The pictures below are from surrender day.  This is where the term "rescue" comes in. Several of the chins had pretty bad fur mats and grease balls despite the transfer party telling us they had a dust bath the night before. This little girl had a virtual turkey tail. Someone from our Facebook page said she looked like a peacock. The matted hair was long as dreadlocks. Surprisingly, the grooming session only took 6 minutes flat to remove. It's amazing what one can do with a proper show comb and some experience. ;) You're welcome.

Happy March!

Happy March everyone!
For the month of February, zero (0) chinchillas were surrendered and zero (0) chinchillas were adopted. We did receive an inquiry regarding a local person who needs to rehome an entire herd. This seems to happen about twice per year. It just never ends.

Anyway! We're on a roll after yesterday's educational post. I'd like to elaborate on the dangers of choices people make when feeding treats and supplements.

Over the years we've actually removed some of our store items because we've seen far too many people abuse "moderation". For example, we've had customers order supplement, and oats, and barley and admit they mixed them for a higher grain content and add it to the pellets! Without going into a lengthy post about the phosphorus/calcium ratio, suffice it to say that the supplement mixes are carefully measured and suggested serving sizes are there for a specific purpose. Adding extra grains to a supplement, mixing brands or giving multiple supplements is in actuality, very dangerous.

A chinchilla's natural diet should be very, very bland and high in fiber. Fiber is absolutely essential for proper tooth and digestive function. If a chinchilla is filling up on supplements and treats, the only thing they are getting is extra calories, but not the necessary roughage.
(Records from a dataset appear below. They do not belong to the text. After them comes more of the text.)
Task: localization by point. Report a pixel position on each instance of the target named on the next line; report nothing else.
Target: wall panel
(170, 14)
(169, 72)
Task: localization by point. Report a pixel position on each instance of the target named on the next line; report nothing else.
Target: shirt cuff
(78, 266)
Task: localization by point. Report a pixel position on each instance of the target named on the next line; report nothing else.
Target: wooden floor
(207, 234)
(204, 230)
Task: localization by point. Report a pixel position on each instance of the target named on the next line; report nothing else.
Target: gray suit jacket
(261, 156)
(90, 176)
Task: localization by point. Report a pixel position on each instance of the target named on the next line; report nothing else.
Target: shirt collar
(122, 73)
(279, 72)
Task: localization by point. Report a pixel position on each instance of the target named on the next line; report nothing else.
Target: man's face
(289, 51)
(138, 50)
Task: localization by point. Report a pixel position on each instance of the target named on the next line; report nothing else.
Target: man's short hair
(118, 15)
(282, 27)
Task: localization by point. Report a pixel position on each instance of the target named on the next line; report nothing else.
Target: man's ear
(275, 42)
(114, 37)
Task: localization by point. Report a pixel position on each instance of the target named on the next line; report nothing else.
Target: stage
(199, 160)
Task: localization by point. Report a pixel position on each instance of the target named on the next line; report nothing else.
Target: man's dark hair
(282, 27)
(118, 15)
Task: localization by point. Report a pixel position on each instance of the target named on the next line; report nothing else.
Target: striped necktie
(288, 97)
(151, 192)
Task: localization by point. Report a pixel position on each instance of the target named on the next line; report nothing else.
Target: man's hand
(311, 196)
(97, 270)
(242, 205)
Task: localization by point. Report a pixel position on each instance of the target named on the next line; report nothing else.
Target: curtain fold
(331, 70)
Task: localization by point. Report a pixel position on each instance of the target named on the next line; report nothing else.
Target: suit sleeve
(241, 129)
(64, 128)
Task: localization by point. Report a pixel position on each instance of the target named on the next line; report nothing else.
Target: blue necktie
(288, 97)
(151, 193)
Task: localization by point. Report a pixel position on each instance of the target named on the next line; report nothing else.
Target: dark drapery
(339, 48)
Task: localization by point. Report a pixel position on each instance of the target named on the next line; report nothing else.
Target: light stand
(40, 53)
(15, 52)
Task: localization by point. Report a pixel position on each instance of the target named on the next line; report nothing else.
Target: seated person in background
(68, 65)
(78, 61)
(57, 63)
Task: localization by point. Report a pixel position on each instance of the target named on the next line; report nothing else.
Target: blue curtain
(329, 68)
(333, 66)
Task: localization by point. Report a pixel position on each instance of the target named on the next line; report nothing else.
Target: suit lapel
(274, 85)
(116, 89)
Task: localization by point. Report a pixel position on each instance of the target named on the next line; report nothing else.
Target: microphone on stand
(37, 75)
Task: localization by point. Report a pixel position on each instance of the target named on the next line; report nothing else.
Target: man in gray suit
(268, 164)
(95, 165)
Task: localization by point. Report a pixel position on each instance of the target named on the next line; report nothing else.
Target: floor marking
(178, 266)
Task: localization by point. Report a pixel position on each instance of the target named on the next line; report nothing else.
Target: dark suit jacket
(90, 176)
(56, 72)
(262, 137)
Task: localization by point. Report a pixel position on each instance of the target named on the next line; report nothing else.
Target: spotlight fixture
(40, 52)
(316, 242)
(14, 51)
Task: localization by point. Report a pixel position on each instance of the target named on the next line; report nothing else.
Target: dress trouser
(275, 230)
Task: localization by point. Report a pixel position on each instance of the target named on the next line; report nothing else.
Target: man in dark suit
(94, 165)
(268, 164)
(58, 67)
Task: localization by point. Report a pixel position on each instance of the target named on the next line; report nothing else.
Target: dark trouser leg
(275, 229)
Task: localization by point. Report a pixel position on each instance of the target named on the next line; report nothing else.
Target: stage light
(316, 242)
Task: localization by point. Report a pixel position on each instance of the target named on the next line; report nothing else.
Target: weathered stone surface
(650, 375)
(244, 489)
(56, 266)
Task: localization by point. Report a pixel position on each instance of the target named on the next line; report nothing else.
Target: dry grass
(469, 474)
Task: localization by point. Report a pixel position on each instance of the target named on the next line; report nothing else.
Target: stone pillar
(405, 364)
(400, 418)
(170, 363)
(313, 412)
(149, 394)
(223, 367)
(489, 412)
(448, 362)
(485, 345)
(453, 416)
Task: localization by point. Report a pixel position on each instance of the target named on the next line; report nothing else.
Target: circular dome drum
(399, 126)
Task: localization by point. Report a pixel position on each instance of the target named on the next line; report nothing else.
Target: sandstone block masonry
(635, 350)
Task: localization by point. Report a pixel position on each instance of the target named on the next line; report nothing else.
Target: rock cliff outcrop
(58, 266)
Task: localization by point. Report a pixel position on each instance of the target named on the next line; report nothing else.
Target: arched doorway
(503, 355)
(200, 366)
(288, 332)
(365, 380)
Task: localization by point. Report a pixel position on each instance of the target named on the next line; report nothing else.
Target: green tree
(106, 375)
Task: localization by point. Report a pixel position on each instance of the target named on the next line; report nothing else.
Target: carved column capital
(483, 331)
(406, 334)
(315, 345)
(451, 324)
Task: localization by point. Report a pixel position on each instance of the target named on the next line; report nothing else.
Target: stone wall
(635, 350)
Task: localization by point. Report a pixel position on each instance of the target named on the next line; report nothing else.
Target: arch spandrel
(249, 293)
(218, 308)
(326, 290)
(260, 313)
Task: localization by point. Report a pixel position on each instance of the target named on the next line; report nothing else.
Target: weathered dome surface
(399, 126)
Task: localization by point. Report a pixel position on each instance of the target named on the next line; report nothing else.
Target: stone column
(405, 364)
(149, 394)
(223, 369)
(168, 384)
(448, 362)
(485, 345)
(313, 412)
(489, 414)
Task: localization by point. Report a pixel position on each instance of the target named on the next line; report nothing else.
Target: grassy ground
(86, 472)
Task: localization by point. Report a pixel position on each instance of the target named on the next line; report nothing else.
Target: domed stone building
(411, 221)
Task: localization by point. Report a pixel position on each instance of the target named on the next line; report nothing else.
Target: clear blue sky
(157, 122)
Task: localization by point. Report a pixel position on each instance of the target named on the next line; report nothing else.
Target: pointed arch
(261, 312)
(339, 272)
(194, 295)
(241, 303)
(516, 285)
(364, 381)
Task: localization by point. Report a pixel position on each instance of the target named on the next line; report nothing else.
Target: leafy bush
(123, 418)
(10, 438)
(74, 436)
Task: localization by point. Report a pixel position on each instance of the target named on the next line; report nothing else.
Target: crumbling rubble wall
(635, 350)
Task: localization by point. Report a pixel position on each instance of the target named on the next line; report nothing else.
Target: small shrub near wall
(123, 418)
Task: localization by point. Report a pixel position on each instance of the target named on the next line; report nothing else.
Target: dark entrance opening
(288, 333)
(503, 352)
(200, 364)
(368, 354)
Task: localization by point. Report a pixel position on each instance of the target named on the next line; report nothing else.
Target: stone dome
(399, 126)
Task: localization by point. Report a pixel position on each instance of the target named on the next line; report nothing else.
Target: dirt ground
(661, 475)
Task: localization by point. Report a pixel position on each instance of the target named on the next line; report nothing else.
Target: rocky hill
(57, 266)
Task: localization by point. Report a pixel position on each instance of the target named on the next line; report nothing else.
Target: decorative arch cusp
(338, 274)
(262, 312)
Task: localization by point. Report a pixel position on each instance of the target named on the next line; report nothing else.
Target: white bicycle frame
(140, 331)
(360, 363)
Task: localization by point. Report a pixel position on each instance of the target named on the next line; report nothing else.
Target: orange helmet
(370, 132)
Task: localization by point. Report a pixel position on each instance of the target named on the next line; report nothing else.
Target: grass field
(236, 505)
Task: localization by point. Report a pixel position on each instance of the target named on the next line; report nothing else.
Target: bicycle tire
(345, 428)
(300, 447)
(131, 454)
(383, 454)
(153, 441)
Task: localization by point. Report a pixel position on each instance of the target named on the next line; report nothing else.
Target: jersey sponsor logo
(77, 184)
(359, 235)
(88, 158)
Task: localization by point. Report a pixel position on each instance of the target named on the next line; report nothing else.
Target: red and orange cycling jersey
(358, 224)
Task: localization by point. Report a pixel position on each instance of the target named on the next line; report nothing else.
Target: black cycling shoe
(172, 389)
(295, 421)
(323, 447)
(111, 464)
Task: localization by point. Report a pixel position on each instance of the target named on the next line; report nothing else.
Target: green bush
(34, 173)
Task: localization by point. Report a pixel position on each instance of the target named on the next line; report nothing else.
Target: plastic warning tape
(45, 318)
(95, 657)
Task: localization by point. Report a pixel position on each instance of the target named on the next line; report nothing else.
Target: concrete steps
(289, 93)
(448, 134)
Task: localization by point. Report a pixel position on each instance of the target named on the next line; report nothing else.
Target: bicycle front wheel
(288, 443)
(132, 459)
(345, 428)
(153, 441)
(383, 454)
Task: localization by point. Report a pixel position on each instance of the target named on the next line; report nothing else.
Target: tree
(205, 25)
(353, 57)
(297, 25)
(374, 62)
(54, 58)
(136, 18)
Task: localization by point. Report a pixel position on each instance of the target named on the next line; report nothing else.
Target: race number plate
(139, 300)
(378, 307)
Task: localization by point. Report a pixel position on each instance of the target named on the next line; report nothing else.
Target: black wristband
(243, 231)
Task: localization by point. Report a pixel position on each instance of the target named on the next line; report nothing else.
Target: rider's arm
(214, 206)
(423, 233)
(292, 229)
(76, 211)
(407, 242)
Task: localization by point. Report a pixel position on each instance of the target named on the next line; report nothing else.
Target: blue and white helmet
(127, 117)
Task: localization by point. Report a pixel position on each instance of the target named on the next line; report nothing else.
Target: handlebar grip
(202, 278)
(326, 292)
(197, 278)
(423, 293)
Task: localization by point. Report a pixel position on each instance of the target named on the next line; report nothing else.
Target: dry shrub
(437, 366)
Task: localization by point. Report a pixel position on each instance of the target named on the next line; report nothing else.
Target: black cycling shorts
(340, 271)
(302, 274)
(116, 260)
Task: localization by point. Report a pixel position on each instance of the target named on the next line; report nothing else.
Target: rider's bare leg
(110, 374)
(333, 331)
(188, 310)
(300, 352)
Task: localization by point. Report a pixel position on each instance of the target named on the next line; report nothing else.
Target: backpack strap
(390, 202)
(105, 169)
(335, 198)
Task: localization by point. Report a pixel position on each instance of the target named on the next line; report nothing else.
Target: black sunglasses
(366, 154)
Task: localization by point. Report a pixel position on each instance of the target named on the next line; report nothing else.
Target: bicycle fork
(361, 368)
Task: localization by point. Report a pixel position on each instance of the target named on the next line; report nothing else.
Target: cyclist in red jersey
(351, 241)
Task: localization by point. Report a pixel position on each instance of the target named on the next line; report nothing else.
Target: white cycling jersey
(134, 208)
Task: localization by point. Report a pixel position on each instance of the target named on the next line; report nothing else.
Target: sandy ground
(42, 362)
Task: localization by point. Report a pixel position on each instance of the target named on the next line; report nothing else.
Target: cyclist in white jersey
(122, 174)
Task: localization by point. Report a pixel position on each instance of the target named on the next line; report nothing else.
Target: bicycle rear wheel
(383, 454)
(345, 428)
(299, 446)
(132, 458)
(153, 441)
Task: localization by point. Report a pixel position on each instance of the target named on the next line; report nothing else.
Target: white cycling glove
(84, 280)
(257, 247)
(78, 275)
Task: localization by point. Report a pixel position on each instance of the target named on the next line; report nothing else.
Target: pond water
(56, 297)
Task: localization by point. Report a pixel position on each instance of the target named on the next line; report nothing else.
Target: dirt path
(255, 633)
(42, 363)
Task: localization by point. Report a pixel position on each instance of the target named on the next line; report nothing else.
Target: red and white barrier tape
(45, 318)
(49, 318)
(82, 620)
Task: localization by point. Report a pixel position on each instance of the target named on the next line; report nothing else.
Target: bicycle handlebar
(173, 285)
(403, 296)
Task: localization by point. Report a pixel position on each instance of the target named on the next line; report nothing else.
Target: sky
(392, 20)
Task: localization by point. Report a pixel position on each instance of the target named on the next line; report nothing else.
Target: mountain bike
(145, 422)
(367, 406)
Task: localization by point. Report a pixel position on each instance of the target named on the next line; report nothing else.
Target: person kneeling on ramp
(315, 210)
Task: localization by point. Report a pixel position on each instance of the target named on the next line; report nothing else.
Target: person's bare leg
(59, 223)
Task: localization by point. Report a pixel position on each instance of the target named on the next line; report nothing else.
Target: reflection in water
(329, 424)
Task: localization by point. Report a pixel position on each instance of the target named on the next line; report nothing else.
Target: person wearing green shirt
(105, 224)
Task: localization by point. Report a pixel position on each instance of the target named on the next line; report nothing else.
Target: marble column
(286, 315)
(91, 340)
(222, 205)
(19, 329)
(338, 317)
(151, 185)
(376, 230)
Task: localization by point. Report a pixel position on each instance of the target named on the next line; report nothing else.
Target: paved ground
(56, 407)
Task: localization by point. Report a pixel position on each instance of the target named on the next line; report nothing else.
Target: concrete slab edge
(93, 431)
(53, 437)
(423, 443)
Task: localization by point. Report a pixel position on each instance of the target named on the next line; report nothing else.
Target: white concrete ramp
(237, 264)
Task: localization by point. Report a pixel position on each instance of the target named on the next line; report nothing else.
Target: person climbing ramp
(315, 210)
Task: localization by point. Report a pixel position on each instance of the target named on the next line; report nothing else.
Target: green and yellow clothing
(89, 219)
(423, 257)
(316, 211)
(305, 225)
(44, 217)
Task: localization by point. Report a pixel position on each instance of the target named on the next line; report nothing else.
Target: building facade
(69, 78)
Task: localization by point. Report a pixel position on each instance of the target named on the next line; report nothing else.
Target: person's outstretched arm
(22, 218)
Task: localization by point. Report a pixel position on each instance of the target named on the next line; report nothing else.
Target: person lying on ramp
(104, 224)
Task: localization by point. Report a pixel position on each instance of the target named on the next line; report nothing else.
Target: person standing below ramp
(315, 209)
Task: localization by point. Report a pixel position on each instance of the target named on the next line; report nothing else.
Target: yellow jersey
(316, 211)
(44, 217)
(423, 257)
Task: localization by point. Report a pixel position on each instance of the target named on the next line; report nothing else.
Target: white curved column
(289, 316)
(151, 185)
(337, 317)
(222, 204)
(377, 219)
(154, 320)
When a chinchilla diet is high in calorie enriched foods, they are less likely to want to fill up on fiber (hay). Consuming too many nutrient dense foods can lead to fatty liver disease, malocclusion, gastric stasis, etc.

Oh! Here's another example! Someone I know used to take high doses of multivitamins. Vitamins are good, right? Not necessarily. A body can only absorb so much. With water soluble vitamins, the body simply excretes the excess through the urinary system. But fat soluble vitamins build dangerous excess in the body. In the case with this person I know, she actually developed gastric ulcers....from vitamins.

Think of it this way, when growing a garden, fertilizers are added to produce more robust greenery, more flowers, fruits, a stronger root system. If the wrong type of fertilizer is used, too much, or two little your plants will suffer. Our chinchilla friends are like plants in a garden. They are fully at our mercy to provide them with their needs. When we feed them foods high in calories, such as added grains, fruits, highly processed commercial treats, SOMETHING will overgrow. I am beginning to suspect that overgrown tooth roots (malocclusion) is due in part to domesticated chins eating foods that are not only too soft, but too rich.

The only exceptions would be chins who are actively growing, pregnant, nursing or recovering from illness. A healthy, fully grown chinchilla does not need supplements as part of their daily diet. Overfeeding your chin, even "healthy" foods can still cause damage. This is why we encourage our customers to make choices for their chinchillas that are as close to what they would find in the natural chinchilla habitat. Safe choices would be rosehips, dried flowers and herbs, seagrass, chew toys and clean, dried wood chews and pumice.

I hope today's post shed some light on the issues surrounding choices in food items for your pet.